Say I have base class A. it has method

void foo(A* a);

It also has method

void foo(B* b);

B inherits from A.

Say I now have a B instance but it is an A* ex:

A* a = new B();

If I were to call

 someA.foo(a);

Would this call the A* implementation or B* implementation of the method?

I'm providing an A* to the method, but what that object actually is is a B().

Thanks

Answer 1

I would expect it to use the foo(A *) method because the static type is A.

But, like someone said, add some logging and try checking which one is being executed.

Answer 2

Because A::foo(A*) and B::foo(B*) have different signatures (types of their arguments), the compiler treats them as totally different functions. If instead of calling both methods foo() you had called one A::bar(A*) and another B::baz(B*), you would get identical behavior.

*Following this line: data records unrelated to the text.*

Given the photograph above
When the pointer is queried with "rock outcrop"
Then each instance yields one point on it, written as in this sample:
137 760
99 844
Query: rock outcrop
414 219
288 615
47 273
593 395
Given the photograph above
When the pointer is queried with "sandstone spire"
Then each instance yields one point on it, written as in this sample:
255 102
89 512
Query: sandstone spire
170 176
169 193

foo(A*) is a method of all objects of type A, and all objects of type B are also objects of type A because B is derived from A. So foo() is indeed a method of the object someA, inherited from the parent A class. This method, the A method, is the one that gets called.

Answer 3

Well, two things will happen. First of all the determination of which function to call:

A* a = new B();
foo(a);

Here you pass a variable of type A* (C++ = static typed, remember) to foo, this will as usual call foo(A* a), nothing different from any other function overloading. If you were to call foo(new B()) it would use the implicit type B* and end up calling foo(B* b). Nothing new here, plain old function overloading. Note that only when foo(B*) is not present it will fall back to a more generic version because of inheritance.

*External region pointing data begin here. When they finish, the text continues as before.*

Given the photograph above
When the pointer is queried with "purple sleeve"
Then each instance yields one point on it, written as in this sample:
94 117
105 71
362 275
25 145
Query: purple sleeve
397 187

Now in your example we come to the calling of this function:

void foo(A* a)
{
    a->foo();
}

Well, again, standard C++ calling conventions apply, including polymorphism. This means if you have declared foo as virtual the vtable will be constructed in such a way that the foo method of B will be called for your example (as the object is created as type B). If A::foo() is not declared as virtual, the method of A itself will be called.

Answer 4

Function overloads are selected based on the static type of the passed parameter. The static type of a is A*, only its dynamic type is B. Go figure.